Num discurso em Burkina Faso, em novembro de 2017, o presidente Emmanuel Macron despertara esperanças de uma mudança dessa política radical: "O patrimônio africano não pode estar unicamente nas coleções privadas e nos museus europeus", declarou. Em seguida, o chefe de Estado encarregou a historiadora de arte francesa Bénédicte Savoy e o autor senegalês Felwine Sarr de tirarem conclusões sobre a questão.

Em seu relatório, os especialistas recomendam que se possibilite a restituição no caso de serem fechados acordos entre Paris e os respectivos Estados africanos. A mudança se aplicaria, em especial, a obras mantidas em museus e que foram "transferidas de seu território original durante o período colonial francês".

Controvérsia de longa data

Dos 90 mil objetos de arte da África subsaariana que Savoy e Sarr estimam encontrar-se em museus franceses, 70 mil estão no Quai Branly, em Paris, criado pelo ex-presidente Jacques Chirac, um entusiasta da arte africana e asiática. Alguns dos artefatos foram comprados, permutados ou, por vezes, simplesmente roubados por soldados, exploradores e outros, durante o período colonial.

A controvérsia sobre a propriedade de obras de arte não é nova. Uma convenção da Unesco contra a exportação ilícita de bens culturais, adotada em 1970, defendia a devolução de propriedade cultural retirada de um país, mas não se referia a casos históricos, como os da era colonial.

Devido ao temor de os museus serem forçados a se desfazer de seus acervos, as antigas potências coloniais têm sido lentas em ratificar a convenção: a França o fez em 1997, o Reino Unido, em 2002, a Alemanha, em 2007, a Bélgica, apenas em 2009.

A questão voltou a ganhar evidência em 2016, quando o presidente Patrice Talon, do Benim, exigiu que a França restituísse itens como entalhes, cetros e portas sagradas dos palácios de Abomei, capital do antigo Reino do Daomé.
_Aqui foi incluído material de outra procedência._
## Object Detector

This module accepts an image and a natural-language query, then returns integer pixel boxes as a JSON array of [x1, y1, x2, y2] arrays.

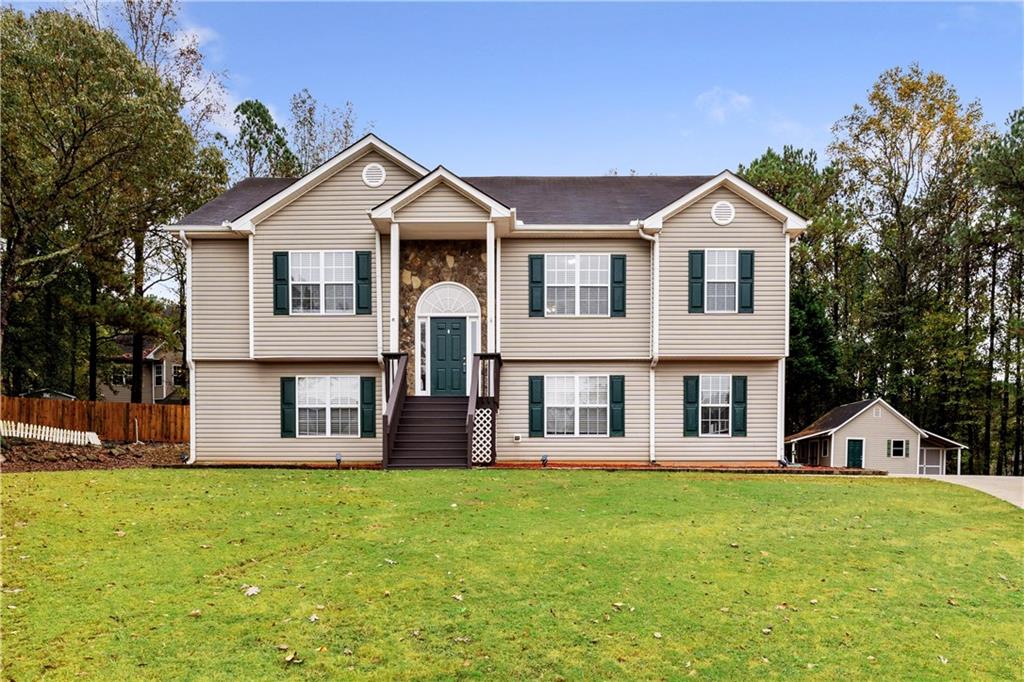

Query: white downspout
[[637, 223, 659, 463], [179, 230, 196, 465]]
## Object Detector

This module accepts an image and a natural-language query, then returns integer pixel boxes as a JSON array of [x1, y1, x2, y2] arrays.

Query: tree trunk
[[1014, 252, 1023, 477], [983, 243, 999, 475], [997, 301, 1011, 476], [130, 235, 145, 403], [88, 274, 98, 401]]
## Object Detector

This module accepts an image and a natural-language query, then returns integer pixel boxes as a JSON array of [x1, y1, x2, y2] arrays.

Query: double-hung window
[[705, 249, 737, 313], [700, 374, 731, 436], [296, 376, 360, 437], [153, 363, 164, 387], [290, 250, 355, 315], [887, 439, 910, 458], [545, 375, 609, 436], [545, 254, 610, 316]]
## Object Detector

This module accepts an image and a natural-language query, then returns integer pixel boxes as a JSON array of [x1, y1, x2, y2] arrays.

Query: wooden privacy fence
[[1, 397, 189, 443]]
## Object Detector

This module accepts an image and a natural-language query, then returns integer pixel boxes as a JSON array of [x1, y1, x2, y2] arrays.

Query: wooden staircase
[[382, 352, 502, 470], [387, 396, 470, 468]]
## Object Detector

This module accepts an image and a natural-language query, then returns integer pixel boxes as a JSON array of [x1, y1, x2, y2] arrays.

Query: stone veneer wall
[[398, 240, 487, 393]]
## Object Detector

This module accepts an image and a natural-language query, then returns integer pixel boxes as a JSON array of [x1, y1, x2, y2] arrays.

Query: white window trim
[[888, 438, 910, 458], [172, 364, 185, 387], [288, 249, 357, 316], [295, 375, 361, 439], [698, 373, 732, 438], [153, 362, 164, 387], [845, 437, 865, 467], [543, 253, 612, 318], [543, 374, 610, 438], [704, 248, 739, 314]]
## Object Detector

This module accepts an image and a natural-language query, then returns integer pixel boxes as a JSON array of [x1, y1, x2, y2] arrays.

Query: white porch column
[[486, 221, 496, 353], [389, 222, 400, 352], [956, 448, 962, 475]]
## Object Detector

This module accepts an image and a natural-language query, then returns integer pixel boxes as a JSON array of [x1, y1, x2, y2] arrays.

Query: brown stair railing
[[466, 353, 502, 466], [382, 352, 408, 469]]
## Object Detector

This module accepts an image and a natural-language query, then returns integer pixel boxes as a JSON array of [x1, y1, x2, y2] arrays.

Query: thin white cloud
[[695, 86, 752, 124]]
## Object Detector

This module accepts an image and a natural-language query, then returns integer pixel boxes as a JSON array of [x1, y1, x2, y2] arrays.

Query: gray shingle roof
[[177, 174, 717, 228], [177, 178, 298, 226], [785, 399, 877, 442], [464, 176, 714, 225]]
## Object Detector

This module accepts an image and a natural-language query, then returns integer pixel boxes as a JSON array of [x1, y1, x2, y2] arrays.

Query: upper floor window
[[153, 363, 164, 387], [700, 374, 731, 436], [545, 375, 608, 437], [545, 254, 609, 317], [296, 375, 360, 437], [705, 249, 737, 313], [290, 250, 355, 315], [111, 367, 132, 386]]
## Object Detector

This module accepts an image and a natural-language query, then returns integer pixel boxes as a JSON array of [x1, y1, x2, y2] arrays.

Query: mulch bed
[[0, 438, 186, 473]]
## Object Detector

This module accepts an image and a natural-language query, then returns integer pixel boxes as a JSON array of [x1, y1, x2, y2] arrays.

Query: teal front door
[[846, 439, 864, 468], [430, 317, 466, 396]]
A França se recusou, aludindo a sua legislação.

Macron mostrou ser mais compreensivo com a causa africana. No entanto, a restituição não ocorrerá automaticamente: para iniciá-la, os países africanos devem apresentar um requerimento às autoridades francesas, baseado em listas de inventário.
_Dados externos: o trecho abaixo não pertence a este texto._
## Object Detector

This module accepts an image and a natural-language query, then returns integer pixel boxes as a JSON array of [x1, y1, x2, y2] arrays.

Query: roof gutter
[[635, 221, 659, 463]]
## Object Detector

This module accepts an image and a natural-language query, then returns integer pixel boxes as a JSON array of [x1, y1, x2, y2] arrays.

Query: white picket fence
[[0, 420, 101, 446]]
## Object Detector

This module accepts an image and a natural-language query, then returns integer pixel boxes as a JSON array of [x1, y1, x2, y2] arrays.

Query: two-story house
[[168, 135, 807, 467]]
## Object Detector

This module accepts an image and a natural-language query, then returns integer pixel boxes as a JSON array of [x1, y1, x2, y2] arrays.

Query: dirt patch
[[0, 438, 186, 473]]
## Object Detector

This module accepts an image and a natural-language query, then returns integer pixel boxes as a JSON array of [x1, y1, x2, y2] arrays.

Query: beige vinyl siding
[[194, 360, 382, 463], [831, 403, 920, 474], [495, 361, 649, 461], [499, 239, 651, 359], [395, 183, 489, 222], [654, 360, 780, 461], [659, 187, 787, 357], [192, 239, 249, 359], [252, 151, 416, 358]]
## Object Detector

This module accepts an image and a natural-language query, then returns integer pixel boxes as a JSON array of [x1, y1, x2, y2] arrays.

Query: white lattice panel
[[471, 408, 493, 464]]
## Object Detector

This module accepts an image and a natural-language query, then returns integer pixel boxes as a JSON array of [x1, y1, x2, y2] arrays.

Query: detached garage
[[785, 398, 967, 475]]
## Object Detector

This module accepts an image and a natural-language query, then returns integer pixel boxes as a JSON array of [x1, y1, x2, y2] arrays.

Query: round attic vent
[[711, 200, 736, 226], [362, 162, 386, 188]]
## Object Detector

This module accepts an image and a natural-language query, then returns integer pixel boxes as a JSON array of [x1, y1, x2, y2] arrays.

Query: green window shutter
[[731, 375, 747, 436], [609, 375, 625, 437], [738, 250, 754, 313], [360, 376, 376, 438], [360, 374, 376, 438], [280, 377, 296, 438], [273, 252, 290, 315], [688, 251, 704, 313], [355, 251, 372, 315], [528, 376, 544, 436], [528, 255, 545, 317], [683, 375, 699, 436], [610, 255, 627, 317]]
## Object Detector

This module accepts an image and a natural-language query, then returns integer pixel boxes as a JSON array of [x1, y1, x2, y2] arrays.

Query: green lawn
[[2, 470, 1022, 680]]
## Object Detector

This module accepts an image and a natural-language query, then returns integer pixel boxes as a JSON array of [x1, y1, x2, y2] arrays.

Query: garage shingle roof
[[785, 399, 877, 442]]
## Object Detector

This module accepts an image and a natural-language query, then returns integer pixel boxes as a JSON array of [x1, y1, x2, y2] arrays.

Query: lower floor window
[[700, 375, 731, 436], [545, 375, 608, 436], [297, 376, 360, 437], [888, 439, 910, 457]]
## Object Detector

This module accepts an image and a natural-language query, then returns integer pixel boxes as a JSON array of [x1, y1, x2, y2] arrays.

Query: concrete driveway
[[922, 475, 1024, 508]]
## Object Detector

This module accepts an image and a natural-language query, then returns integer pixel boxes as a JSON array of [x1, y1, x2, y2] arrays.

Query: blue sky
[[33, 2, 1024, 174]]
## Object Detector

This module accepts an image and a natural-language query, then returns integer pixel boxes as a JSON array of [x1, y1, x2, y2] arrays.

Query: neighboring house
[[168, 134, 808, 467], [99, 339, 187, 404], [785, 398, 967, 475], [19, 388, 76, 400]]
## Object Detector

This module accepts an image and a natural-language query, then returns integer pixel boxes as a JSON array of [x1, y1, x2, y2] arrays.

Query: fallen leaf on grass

Polêmica à vista na Alemanha

Enquanto personalidades africanas aplaudem o relatório, curadores e marchands europeus expressaram descontentamento com a perspectiva, argumentando que ela acabaria por esvaziar museus e galerias de países ocidentais. Eles enfatizam que grande parte dos objetos provém de reinos não mais existentes, e que em muitos casos os proprietários podem afirmar terem-nos obtido de forma legítima.

Os críticos igualmente alegam que a medida poderia levar colecionadores particulares da França a retirarem suas obras do país por medo de vê-las confiscadas. Outros levantaram preocupações práticas, como a possibilidade de os artefatos serem roubados ou mal curados por museus inexperientes, em Estados politicamente instáveis.

Outros países europeus também têm examinado criticamente suas coleções de artefatos culturais africanos. Em setembro de 2017, a ministra alemã da Cultura, Monika Gruetters, sugeriu adotar para a África um modelo semelhante ao do Centro Alemão de Propriedade Cultural Perdida, que procura os proprietários de arte saqueada pelo nazistas, a fim de devolvê-la.

O domínio colonial da Alemanha no continente africano durou de 1884 até o fim da Primeira Guerra Mundial e incluiu países como Camarões e a Namíbia. Esse debate poderá se reacender no país em 2019, quando será inaugurado em Berlim o Fórum Humboldt, um grande museu etnológico cujo acervo inclui peças de antigas colônias alemãs.